Surf Fitness: You said that you don’t get nervous, but what about fear? You look at some of the waves you’ve confronted at Nazare, Jaws, Waimea, the Cow Bommie, Mavericks, Belharra, and beyond on the Outer Reefs - those are some giant waves. Are you afraid?
Mitchell: The most nervous I have ever been is at Nazare. I think, for me, I wouldn’t say that I’m “afraid.” I think when I’m a little nervous and cautious, it means that I understand the consequences. I’m alert. If I was afraid, I probably wouldn’t be out there. I think if you’re afraid, you shouldn’t be out there; maybe you’re doing it for the wrong reasons. I think that being nervous and anxious means that you’re smart. That you are aware and understand what’s happening, what’s at stake; you’re going to try to make the right decisions. There’s really a big difference between fear and being a little nervous or anxious.
Surf Fitness: And what is that difference? Is there a “too much” when it comes to heavy-water situations?
Mitchell: I believe that if there’s a time when if I think “I’m going to die” or I’m super afraid, well, that’s not for me. I’m not out there to catch the biggest wave in the world. That’s not a goal of mine. I don’t need to be that guy.
Surf Fitness: Sounds like your head is in a good place, in that you know or understand both what you want and what you don’t.

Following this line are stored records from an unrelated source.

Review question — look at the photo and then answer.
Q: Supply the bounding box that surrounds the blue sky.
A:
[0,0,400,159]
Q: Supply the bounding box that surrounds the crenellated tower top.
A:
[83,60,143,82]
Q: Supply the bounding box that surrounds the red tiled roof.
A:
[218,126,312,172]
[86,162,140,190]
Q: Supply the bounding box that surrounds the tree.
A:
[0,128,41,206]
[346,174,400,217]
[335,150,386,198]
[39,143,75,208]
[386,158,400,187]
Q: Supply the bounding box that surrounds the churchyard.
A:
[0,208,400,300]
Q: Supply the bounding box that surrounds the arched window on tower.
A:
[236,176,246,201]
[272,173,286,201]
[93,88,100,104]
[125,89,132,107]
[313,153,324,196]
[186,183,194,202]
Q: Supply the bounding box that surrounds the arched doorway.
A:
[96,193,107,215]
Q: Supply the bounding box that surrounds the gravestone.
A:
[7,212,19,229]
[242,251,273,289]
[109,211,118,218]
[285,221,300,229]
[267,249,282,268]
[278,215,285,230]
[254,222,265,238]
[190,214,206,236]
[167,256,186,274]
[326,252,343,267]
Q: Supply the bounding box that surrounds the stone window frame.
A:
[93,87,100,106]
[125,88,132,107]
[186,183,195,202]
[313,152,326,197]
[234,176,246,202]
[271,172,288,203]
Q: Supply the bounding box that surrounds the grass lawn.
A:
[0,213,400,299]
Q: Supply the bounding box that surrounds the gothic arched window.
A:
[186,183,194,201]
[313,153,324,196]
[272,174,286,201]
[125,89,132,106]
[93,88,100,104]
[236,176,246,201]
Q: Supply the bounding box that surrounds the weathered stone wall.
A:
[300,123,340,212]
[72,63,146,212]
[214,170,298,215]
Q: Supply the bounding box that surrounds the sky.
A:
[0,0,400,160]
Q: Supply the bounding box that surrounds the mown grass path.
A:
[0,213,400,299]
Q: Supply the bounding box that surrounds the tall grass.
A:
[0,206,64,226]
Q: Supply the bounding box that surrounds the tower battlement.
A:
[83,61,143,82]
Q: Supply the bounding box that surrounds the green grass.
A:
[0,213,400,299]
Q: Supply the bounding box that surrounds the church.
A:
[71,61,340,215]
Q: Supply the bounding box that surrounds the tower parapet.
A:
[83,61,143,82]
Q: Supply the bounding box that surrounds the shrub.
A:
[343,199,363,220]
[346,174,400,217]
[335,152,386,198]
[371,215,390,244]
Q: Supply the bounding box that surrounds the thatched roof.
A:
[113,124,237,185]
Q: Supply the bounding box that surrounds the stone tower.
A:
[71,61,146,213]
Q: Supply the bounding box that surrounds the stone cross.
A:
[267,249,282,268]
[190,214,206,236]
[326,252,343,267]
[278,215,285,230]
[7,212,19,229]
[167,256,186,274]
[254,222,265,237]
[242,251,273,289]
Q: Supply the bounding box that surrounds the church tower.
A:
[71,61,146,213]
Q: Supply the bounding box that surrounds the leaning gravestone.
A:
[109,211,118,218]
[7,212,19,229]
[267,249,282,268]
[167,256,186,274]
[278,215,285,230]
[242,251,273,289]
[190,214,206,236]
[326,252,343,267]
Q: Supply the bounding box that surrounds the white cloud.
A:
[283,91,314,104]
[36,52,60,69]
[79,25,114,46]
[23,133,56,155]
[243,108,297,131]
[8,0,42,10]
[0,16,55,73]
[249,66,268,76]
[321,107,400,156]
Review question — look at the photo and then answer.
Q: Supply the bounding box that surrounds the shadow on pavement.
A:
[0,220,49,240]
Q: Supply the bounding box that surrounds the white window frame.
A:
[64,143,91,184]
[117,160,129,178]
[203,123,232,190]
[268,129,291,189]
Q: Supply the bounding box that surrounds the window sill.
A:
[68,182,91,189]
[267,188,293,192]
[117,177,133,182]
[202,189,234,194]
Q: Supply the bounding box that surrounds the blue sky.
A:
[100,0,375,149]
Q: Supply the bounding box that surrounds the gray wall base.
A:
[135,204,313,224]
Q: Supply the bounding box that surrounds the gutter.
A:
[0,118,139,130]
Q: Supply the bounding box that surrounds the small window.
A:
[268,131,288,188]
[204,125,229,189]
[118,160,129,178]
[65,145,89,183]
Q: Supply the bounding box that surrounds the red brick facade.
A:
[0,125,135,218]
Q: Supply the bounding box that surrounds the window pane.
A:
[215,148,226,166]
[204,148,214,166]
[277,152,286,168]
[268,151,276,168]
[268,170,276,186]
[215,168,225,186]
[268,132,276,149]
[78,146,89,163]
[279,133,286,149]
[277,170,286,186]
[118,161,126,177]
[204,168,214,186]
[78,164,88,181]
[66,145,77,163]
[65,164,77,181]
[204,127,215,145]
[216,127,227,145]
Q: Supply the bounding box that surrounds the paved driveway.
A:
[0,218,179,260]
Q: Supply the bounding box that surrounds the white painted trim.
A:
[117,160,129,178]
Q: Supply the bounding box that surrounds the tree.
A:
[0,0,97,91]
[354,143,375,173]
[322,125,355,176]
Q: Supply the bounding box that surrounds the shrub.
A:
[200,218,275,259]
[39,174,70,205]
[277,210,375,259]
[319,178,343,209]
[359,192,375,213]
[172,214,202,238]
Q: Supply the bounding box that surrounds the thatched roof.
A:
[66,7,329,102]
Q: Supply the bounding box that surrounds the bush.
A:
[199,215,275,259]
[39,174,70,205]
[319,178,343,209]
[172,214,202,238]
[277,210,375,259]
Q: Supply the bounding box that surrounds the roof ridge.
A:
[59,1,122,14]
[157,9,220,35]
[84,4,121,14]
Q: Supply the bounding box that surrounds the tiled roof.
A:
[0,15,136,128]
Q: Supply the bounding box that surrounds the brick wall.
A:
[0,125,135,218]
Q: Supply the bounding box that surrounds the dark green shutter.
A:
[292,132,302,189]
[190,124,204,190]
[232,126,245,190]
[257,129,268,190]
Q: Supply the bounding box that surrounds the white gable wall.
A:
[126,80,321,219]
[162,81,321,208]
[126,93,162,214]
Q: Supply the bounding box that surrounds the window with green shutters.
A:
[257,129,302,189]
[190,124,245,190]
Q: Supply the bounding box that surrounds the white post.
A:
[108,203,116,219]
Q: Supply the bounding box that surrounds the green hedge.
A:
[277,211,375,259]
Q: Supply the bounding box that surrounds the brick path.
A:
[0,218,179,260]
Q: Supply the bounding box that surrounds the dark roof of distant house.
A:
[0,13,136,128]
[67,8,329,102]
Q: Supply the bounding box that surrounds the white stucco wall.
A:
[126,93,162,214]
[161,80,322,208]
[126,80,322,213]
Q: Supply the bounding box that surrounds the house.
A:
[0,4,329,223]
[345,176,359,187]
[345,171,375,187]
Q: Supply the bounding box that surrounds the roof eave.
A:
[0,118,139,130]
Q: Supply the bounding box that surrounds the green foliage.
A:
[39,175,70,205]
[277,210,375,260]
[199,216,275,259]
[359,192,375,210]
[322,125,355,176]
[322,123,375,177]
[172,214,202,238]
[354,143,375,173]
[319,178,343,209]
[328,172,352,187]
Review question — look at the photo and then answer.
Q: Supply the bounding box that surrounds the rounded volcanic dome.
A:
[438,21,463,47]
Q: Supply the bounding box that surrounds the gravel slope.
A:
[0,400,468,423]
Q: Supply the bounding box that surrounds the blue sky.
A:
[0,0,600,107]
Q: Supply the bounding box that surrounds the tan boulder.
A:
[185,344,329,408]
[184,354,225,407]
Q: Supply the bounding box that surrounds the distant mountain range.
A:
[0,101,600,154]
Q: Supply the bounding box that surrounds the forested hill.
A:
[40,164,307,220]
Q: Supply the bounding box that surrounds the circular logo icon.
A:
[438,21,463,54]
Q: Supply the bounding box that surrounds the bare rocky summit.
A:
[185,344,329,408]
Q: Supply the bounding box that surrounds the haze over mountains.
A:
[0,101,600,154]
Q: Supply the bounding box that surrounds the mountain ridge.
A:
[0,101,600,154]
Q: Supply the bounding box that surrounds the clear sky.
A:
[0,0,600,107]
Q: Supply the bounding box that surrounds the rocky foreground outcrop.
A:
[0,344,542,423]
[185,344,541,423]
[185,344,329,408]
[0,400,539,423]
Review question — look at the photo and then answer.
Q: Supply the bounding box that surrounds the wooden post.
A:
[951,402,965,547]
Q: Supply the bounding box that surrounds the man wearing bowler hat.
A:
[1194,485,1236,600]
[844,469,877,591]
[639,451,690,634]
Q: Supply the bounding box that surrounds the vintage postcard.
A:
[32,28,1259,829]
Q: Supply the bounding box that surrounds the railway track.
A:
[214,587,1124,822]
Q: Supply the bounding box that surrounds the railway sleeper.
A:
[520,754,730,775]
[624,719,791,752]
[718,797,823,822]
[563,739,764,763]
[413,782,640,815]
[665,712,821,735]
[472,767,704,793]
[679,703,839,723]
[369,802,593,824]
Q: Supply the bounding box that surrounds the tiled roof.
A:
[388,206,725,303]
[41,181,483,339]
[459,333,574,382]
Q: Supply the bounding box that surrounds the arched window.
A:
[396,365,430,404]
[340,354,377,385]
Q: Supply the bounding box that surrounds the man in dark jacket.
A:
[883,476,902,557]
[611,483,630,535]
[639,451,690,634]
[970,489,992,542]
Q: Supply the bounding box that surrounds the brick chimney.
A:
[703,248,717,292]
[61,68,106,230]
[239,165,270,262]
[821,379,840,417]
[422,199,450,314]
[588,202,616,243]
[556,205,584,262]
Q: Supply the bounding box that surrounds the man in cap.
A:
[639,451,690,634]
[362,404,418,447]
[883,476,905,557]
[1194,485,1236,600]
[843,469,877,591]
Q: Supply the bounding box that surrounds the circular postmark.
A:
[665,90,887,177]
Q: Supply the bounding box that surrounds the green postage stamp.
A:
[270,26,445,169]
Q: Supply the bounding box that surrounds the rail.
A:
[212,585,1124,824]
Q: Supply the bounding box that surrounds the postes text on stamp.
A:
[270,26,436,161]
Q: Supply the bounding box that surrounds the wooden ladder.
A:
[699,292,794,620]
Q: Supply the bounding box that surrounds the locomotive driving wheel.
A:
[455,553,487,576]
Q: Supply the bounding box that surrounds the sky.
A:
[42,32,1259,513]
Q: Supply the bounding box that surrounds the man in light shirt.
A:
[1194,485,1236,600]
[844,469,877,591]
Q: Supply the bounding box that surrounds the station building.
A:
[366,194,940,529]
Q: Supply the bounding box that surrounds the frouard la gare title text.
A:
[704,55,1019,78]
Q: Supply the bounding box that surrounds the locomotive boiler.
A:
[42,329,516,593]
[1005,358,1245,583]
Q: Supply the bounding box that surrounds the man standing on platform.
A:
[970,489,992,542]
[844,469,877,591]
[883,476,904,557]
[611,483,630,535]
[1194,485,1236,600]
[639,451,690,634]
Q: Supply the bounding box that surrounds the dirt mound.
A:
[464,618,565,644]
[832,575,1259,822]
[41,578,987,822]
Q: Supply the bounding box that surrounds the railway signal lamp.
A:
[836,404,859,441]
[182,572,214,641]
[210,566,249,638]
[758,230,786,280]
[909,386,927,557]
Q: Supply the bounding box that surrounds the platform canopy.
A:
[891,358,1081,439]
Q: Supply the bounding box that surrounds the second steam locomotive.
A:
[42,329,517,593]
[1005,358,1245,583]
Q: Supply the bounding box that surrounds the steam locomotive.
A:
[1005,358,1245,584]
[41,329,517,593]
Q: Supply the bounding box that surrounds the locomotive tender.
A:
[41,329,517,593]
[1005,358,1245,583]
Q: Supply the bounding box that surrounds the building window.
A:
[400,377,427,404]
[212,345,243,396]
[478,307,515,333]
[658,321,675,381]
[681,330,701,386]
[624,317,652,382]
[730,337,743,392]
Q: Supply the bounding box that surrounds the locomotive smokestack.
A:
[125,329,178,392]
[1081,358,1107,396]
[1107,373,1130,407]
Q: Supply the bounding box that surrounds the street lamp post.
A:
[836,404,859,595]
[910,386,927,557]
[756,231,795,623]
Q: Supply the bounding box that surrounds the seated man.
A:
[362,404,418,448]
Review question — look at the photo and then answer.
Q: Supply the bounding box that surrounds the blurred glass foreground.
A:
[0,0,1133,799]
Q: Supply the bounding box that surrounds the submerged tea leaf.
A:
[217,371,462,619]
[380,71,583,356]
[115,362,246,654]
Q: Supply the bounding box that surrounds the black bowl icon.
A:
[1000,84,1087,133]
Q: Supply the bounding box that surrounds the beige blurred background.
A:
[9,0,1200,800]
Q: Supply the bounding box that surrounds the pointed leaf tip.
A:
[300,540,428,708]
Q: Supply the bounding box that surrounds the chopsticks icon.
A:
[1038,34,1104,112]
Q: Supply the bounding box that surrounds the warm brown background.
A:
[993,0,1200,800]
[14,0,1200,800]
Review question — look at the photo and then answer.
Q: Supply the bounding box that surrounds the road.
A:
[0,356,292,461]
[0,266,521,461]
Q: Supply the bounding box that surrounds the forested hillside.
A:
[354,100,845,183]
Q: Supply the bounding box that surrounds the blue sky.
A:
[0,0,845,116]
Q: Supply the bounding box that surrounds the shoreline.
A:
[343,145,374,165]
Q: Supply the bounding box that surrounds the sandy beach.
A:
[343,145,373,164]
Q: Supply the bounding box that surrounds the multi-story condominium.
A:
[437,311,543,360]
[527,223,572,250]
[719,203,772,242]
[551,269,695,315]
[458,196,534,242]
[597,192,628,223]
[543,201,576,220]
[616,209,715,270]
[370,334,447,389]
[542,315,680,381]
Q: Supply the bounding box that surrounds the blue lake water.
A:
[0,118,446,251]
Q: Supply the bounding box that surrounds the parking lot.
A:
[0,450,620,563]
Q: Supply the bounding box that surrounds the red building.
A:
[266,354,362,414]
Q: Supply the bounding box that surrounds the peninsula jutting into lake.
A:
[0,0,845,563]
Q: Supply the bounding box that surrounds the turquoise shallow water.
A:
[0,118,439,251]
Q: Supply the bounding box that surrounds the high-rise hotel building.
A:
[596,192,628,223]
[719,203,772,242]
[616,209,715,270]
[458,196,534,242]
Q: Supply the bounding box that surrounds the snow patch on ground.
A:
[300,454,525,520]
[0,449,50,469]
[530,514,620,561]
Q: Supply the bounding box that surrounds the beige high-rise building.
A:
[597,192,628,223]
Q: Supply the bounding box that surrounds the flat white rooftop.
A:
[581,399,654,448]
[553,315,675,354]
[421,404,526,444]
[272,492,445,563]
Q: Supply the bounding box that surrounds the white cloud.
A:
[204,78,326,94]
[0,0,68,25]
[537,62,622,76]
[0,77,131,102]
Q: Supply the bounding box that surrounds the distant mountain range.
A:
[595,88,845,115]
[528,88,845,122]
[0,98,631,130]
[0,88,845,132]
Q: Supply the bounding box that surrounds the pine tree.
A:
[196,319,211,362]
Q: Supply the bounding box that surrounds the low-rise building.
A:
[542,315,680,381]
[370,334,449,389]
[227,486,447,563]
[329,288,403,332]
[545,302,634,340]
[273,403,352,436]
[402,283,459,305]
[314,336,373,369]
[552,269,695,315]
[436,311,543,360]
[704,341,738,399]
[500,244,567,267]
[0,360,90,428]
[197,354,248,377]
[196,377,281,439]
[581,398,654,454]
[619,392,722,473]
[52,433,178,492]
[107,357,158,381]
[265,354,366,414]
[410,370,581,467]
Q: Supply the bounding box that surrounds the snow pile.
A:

Mitchell: Well, yeah, for me, in the moment when I’m committed and into a [big] wave, everything just stops and slows down. It’s nearly like you don’t really “know” what you’re getting yourself into, in a way. You might see it and think, “Oh! This is a big set.” It’s that initial judgment. You’ve got to make a split-second decision. Your mind either goes, “I want it!” or “I don’t.” If I hesitate, I’m not swinging and going. That’s when I know I’m not going. Funny enough, the biggest waves I’ve ever caught are usually the first one, the first wave of my session. I don’t know how or why it works out like that, but that’s how it’s been for me, like that wave at Belharra (France). I just paddle out, maybe I didn’t have time to overanalyze the conditions and what’s going on. I just go out and charge.